A data dictionary which is also known as a metadata repository is used to describe what data elements are and communicate their meaning and values to the stakeholders.

Data dictionary are usually used in combination with data models and can be managed automatically or manually.

Data dictionaries are made up of some components which include:

1. Data Elements: A data dictionary has descriptions of the data elements and shows how these elements could be merged into merged data elements.

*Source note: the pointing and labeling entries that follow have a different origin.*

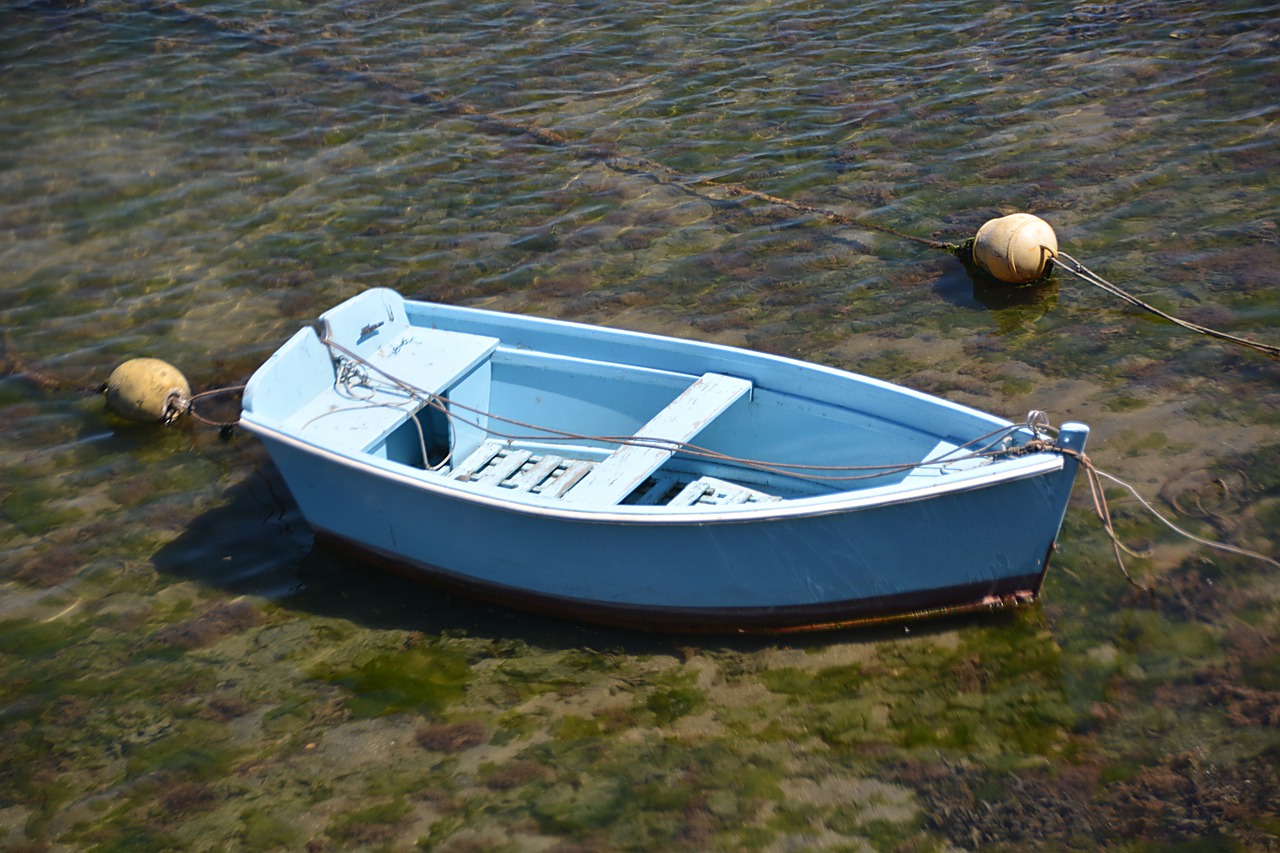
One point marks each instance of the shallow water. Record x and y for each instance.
(183, 669)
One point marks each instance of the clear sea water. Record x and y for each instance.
(182, 669)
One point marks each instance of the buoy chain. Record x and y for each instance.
(1088, 276)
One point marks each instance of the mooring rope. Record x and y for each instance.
(1080, 270)
(1095, 475)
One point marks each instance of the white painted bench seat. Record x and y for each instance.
(361, 416)
(626, 468)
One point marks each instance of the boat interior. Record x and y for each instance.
(583, 430)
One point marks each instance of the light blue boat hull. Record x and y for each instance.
(814, 555)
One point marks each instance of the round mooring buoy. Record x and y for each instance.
(147, 391)
(1015, 249)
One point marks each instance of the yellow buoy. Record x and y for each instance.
(1015, 249)
(147, 389)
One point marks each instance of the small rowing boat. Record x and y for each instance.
(644, 480)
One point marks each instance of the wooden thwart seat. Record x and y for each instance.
(520, 470)
(620, 473)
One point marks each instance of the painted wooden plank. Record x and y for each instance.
(690, 495)
(478, 459)
(685, 416)
(503, 466)
(567, 479)
(535, 473)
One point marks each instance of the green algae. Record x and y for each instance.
(426, 679)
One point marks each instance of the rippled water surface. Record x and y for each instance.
(182, 669)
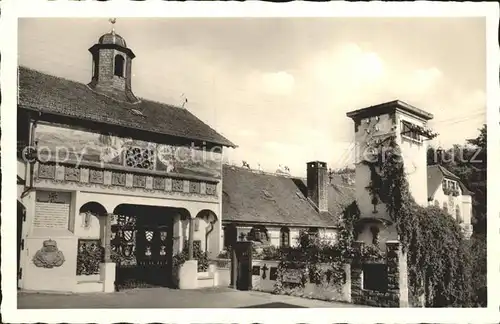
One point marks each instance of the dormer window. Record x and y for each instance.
(410, 131)
(119, 65)
(451, 187)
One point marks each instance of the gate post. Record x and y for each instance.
(191, 237)
(234, 267)
(108, 268)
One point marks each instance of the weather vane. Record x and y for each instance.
(113, 22)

2. Primitive Data Elements: Data elements are made up of components and to fully understand these components, the following information has to be documented:
Name: This is the distinctive name for the data element.
Aliases: these are other names which the stakeholders could call the data element.
Values/Meanings: these are a list of acceptable values for the data element.
Description: this is the definition of the data element in the relation of the
solution.

3. Composite Elements: Composite data elements are assembled using data elements, which could include:
Sequences: this is the necessary arrangement of primitive data elements into the combined structure. For example, a plus sign shows that one element is connected to other elements. for example: Customer Address = Address One + Address two +City + State + Country.
Repetitions: this would be present if one or more data elements may need to be replicated numerous times.
Optional Elements: these are elements that may not appear in the composite element.

The data dictionary has both its strengths and its limitations which are:

Strengths
• It ensures that all stakeholders understand the composition and essence of appropriate information.
• A single database of corporate metadata would help standardize data in the organization.

Limitations
• It needs regular maintenance, or the metadata would become outdated or incorrect.
•The database has to be properly maintained to ensure that the information can be quickly and easily accessed.